# how long is fresh brisket good for



## jc1971 (Dec 23, 2011)

Ok here is my question

i am making brisket tomorrow for dinner then again on new years eve!

Both i picked up from my butcher today.

I am using jeffs rub on them and was wondering if i rub them both today will the one for new years eve still be ok or do i need to freeze it

and can it be rubbed then frozen?

Thank you for any advise

jerry


----------



## SmokinAl (Dec 23, 2011)

Yes it can be rubbed then frozen. I do that with ribs all the time.


----------



## rbranstner (Dec 23, 2011)

People dry age beef for weeks so I would think it would be fine as long as it is refrigerated. Personally I would probably freeze it just because its a force of habit and I wouldn't have much fridge space.


----------



## scarbelly (Dec 23, 2011)

rbranstner said:


> People dry age beef for weeks so I would think it would be fine as long as it is refrigerated.
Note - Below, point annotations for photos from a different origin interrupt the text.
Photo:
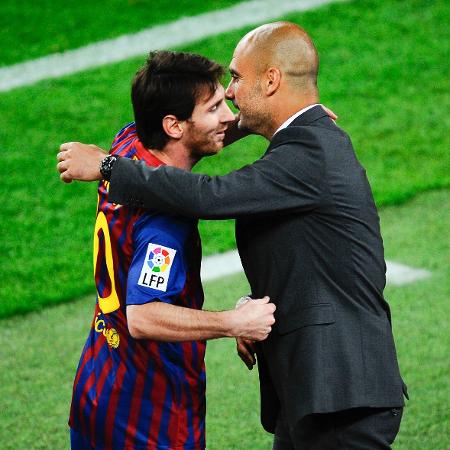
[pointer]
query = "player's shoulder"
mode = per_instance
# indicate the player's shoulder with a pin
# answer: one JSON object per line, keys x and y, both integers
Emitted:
{"x": 124, "y": 141}
{"x": 172, "y": 228}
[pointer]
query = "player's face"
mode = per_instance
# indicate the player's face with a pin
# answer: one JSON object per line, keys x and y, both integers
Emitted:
{"x": 245, "y": 92}
{"x": 205, "y": 129}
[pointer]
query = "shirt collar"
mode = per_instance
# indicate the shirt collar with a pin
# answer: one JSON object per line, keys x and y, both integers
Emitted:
{"x": 293, "y": 117}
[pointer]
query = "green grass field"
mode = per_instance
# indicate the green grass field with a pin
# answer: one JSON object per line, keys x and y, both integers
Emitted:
{"x": 40, "y": 351}
{"x": 45, "y": 27}
{"x": 383, "y": 67}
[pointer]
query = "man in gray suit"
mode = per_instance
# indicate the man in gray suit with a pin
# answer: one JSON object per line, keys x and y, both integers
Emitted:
{"x": 308, "y": 234}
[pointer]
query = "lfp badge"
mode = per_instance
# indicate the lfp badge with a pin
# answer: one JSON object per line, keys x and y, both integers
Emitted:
{"x": 156, "y": 268}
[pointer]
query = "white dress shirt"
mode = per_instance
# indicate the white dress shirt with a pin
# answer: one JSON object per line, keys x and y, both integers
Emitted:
{"x": 293, "y": 117}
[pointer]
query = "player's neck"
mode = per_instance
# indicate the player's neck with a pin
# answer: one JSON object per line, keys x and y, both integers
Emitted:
{"x": 176, "y": 156}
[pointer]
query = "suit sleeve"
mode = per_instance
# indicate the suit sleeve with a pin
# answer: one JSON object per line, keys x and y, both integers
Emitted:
{"x": 286, "y": 179}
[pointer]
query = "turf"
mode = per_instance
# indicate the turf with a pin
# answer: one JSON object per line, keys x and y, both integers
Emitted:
{"x": 39, "y": 352}
{"x": 33, "y": 29}
{"x": 383, "y": 72}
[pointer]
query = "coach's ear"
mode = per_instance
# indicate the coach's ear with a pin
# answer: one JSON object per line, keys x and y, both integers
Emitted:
{"x": 172, "y": 127}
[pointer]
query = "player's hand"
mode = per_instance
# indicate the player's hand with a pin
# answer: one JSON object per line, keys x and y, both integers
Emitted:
{"x": 77, "y": 161}
{"x": 330, "y": 113}
{"x": 254, "y": 319}
{"x": 246, "y": 351}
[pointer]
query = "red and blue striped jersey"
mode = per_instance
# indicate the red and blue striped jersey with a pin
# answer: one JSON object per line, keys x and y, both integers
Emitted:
{"x": 130, "y": 393}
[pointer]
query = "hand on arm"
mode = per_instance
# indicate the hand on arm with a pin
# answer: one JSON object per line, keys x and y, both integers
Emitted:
{"x": 166, "y": 322}
{"x": 77, "y": 161}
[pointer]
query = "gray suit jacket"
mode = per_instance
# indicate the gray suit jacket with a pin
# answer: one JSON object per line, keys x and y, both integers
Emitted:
{"x": 308, "y": 235}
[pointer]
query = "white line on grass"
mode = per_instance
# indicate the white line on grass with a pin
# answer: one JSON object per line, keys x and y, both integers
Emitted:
{"x": 217, "y": 266}
{"x": 177, "y": 33}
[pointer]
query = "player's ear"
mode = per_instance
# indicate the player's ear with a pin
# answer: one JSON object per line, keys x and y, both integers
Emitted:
{"x": 172, "y": 127}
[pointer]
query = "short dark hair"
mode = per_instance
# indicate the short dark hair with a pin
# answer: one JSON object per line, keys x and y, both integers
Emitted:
{"x": 170, "y": 83}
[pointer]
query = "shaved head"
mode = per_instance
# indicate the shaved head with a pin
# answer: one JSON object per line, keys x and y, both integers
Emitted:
{"x": 286, "y": 46}
{"x": 273, "y": 75}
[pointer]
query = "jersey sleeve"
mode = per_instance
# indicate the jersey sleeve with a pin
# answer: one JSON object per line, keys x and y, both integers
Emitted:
{"x": 158, "y": 269}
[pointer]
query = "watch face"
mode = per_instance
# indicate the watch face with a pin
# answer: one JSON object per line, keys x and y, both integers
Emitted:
{"x": 106, "y": 166}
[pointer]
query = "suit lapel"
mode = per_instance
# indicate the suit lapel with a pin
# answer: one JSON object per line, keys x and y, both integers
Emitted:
{"x": 307, "y": 118}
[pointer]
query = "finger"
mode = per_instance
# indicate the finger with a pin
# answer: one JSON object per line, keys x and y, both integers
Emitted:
{"x": 65, "y": 146}
{"x": 66, "y": 177}
{"x": 263, "y": 300}
{"x": 62, "y": 166}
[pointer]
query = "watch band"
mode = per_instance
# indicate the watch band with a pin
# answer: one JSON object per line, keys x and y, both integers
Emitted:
{"x": 106, "y": 166}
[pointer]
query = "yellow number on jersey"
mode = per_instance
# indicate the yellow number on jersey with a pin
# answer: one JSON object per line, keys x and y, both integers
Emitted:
{"x": 110, "y": 303}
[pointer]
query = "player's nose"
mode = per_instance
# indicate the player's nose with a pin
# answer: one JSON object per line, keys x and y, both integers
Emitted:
{"x": 227, "y": 114}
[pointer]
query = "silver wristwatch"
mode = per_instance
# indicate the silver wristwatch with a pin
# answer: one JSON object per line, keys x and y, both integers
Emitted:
{"x": 106, "y": 166}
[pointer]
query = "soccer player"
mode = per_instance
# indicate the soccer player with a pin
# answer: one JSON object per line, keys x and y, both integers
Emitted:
{"x": 140, "y": 383}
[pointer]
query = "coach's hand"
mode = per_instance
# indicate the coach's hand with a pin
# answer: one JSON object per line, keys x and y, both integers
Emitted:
{"x": 79, "y": 161}
{"x": 253, "y": 320}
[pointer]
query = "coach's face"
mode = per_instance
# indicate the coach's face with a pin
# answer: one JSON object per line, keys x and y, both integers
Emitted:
{"x": 205, "y": 130}
{"x": 245, "y": 89}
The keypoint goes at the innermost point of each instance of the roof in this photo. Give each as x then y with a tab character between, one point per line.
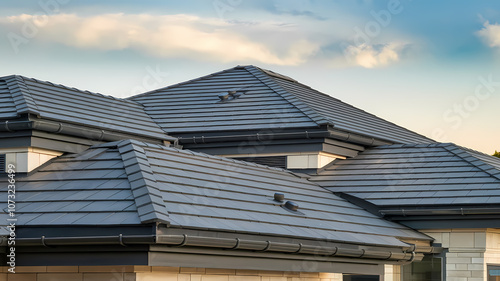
21	95
131	182
441	174
268	100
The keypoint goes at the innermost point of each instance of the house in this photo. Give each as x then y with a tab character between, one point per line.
243	174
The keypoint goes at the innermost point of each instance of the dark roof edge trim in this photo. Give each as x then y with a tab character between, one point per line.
329	133
463	211
71	130
400	254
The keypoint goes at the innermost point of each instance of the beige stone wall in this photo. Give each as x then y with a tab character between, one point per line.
392	272
469	252
153	273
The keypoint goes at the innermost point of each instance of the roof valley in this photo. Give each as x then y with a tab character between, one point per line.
147	195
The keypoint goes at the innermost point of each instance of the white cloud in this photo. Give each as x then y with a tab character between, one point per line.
169	36
370	56
491	34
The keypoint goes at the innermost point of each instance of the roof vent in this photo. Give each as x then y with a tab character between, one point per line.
223	97
292	206
278	196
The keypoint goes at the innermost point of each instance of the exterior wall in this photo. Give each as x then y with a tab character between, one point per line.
392	272
153	273
469	252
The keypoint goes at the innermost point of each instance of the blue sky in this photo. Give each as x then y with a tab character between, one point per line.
430	66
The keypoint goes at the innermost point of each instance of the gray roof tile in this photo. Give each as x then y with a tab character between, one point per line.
70	105
193	190
271	100
446	174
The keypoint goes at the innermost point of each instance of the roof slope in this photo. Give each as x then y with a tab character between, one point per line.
134	182
417	175
195	106
91	188
345	116
270	100
56	102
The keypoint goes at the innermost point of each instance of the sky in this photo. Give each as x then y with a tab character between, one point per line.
430	66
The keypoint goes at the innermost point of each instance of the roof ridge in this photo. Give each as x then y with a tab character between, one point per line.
147	196
293	100
464	153
21	95
79	90
184	82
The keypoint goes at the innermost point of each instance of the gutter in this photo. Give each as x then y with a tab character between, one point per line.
329	133
68	129
184	240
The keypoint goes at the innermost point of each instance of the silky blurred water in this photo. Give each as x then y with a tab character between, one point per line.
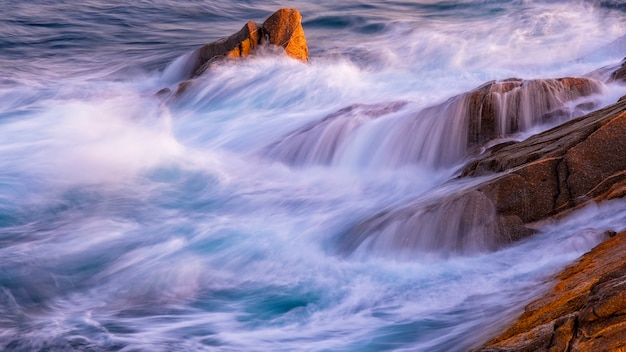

Personally I would probably freeze it just because its a force of habit and I wouldn't have much fridge space.




X2


----------



## jc1971 (Dec 23, 2011)

i have lots of fridge space. Fridge in garage is just for beer and smoking meat lol

just means i have to get drinking

just worried about making someone sick


----------



## rbranstner (Dec 23, 2011)

jc1971 said:


> i have lots of fridge space. Fridge in garage is just for beer and smoking meat lol
> 
> just means i have to get drinking
> 
> just worried about making someone sick




If you have the space and it's only for a little over a week I guess I would just keep it thawed.


----------



## jc1971 (Dec 23, 2011)

ok good deal thank you for the advice

will post pics when all done


----------



## jc1971 (Dec 23, 2011)

make a difference if it is rubbed for the time it is in fridge?


----------



## supercenterchef (Dec 24, 2011)

rub shouldn't matter...but I'd make sure and store it in a fridge that is consistantly 34-38 deg (ie not one whose door is regularly opened...guess it depends on beer consumption, lol)


----------



## chef jimmyj (Dec 25, 2011)

I'm a little late to the game, but I would Rub it, wrap in Cheese cloth or cotton tea towels, and place it on a rack in a pan...It can Dry age, uncovered, in the Beer fridge for a week no problem , just re-wrap it every 2 days and you will be good to go...JJ


----------



## subotai (Dec 26, 2011)

If the rub contains salt then the extra time the brisket sits in the fridge will certainly draw more water from the meat.  This will should become visable pretty quickly in the form of bloody water pooling around the meat.  Some smokehouse rub the meat and let it sit for a few days to give flavor to the meat while using the salt to take out excess moisture from the meat (something like quick dry aging).  We like to rub our beef briskets 24 hours before smoking, but it is all personal prefarance.  We have tested 24 hours, 48 hours, 72 hours and 96 hours.  The meat definatly changes a little with extended time in the fridge while the meat is rubbed.  We noticed end product tends to be a little drier with the test briskets sitting for over 48 hours.  We speculate the cause is the salt having extra time to extract more moisture from the meat.  It might be a good idea to smoke or cook the brisket now, then cool it off and keep in the fridge till the new years party.  This way the cooking process will stop the salt from doing its thing and "set" the meat in place.  We have had briskets cooked and held in cooler and as long as the meat was wrapped tightly after cooking reheating it was NEVER an issue.  Most people that smoke brisket will tell you that it is easy to smoke a whole brisket and wrap up portions kept in the fridge and freezer and kept properly and reheated they will taste as good as the day you smoked them.  Just my thoughts....


----------



## sprky (Dec 26, 2011)

Just my 2 cents. 

If you rub it smoke it with in 24 hours or freeze it. Reason I say this is the salt is going to draw moisture out and you want all you can get in there. I smoked a brisket that had been in fridge rubbed for almost 3 days and it was much dryer. You could inject apple juice or wine before ya smoke to help with the drying out, but doing that will also change the flavor. Another thought on rubbed for almost a week is it may impart more of the rub into the meat and become over powering, I cant say for sure as I have never dont this, however I do have more of a rub taste when i allow my brisket to sit for 24 hours verses 12. Just some food for thought there.


----------